# Generalization in Classification

As always, we are interested in learning Generalizations of patterns when training a model, it is not enough just to train on the training data, achieve high accuracy and call this "done"

This requirement raises a nymber of burning questions:
1. How many test examples do we need to make sure that test set is "representative" of the underlying population?
2. What happens if we keep evaluating models on the same test set repeatedly?
3. Why should we expect that fitting our linear model to the training set should necessarily fare any better than naive memorization?

Although we've already covered some aspects of this, this section will cover them more deeply, and introduce the basics of statistical learning theory. It turns out that we can often guarantee generalization _a priori_ though the results are a bit unsatisfying as we find that oftentimes _trillions_ of training examples are required. Thankfully, in practise we find that most deep learning models achieve a good degree of generalization with far fewer examples. 

## The Test Set

The epirical error of a classifier $f$ is evaluated on some fixed, orthogonal dataset set $D$. Because the dataset is only a sample, this can be seen as a sample of the true _population error_ which we are actually interested in computing. Estimating the true population error is an exercise in mean estimation, because the dataset we have can be seen as drawing random samples from the distribution. We can use the central limit theorem. 

The central limit theorem tells us that our estimate of the error approaches the true error at a rate of $\frac{1}{\sqrt{n}}$, where $n$ is the number of examples in our test dataset. This is important, as it shows us that to estimate our test error twice  as precisely, we must collect a dataset which is four times as large. This is about the _best_ we could hope for from a statistical perspective. 

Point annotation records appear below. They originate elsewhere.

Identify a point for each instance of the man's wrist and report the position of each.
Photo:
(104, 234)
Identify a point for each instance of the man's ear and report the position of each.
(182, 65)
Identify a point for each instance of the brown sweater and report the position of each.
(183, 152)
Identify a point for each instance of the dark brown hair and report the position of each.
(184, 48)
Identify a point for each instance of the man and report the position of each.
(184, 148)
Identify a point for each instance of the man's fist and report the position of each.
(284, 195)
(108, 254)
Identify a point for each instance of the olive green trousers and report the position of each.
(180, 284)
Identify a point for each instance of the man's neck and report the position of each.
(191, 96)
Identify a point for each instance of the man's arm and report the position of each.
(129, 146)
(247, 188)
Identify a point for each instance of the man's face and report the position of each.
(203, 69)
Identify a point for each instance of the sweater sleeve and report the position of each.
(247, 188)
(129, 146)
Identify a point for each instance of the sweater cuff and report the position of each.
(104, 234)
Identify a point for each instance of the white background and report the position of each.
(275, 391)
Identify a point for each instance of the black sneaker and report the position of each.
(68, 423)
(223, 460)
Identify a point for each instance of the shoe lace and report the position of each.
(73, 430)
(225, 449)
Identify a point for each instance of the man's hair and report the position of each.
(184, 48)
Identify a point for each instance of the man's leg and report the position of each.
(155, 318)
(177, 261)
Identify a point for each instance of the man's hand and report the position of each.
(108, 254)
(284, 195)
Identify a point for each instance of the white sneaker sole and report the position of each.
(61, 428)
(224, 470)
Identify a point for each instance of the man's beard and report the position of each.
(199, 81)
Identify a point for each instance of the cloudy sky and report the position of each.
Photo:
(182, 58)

Theoretically speaking, we often find that about 10,000-15,000 examples are needed in the test set to get a good estimate if the population error. Funnily enough, most available training sets for developing or benchmarking models contain about this many examples.

## Test Set Reuse

In some sense, we are now equipped to begin empirical ML research. Lets say we do everything properly, and develop a model $f_1$ using only a training and validation set, including deciding on a model architecture, hyperparameters, etc. Great. The next model you train doesn't formally have a "test set" as you have already used it in evaluating the performance of $f_1$. As you add more classifiers, it becomes hard to predict/say honestly whether the results of your "better" model are actually better, or if they are simply better through random chance on that particular test set. 

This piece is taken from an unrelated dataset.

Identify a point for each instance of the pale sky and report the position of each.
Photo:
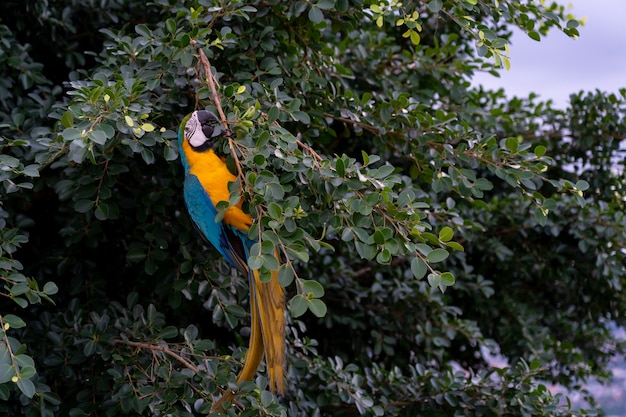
(558, 65)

In practise, this may not be such a problem, but it is a reminder to be vigilant and disciplined when generating multiple models, especially when the stakes are high. Consult test sets as infrequently as possible, consider having multiple test sets if you can. Investigation into this phenomenon where models can change to match the test set even though they are not directly used in the training of the model is called _adaptive overfitting_. 

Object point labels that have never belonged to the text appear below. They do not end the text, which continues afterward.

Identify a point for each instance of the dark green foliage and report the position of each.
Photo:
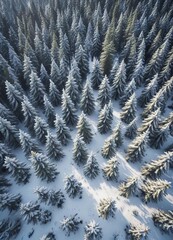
(87, 102)
(109, 148)
(153, 190)
(62, 131)
(104, 93)
(106, 208)
(53, 147)
(72, 187)
(159, 166)
(50, 196)
(137, 147)
(42, 167)
(131, 130)
(136, 233)
(68, 110)
(10, 202)
(104, 120)
(91, 168)
(70, 224)
(110, 170)
(49, 111)
(80, 153)
(40, 128)
(18, 170)
(93, 231)
(128, 187)
(163, 219)
(27, 143)
(129, 110)
(96, 75)
(84, 128)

## Statistical Learning Theory

Is the mathematical subfield of machine learning aimed at finding fundamental answers to how/when/why machine learning algorithms generalize. 

## Summary

Test sets bedrock of evaulation, can theoretically put bounds on how close the error estimate from a given test set will be if it is a true test set. rarely are test sets true test sets, as they are used by researchers again and again, and once we use a test set to evaluate multiple models, controlling for false discovery can be a challenge.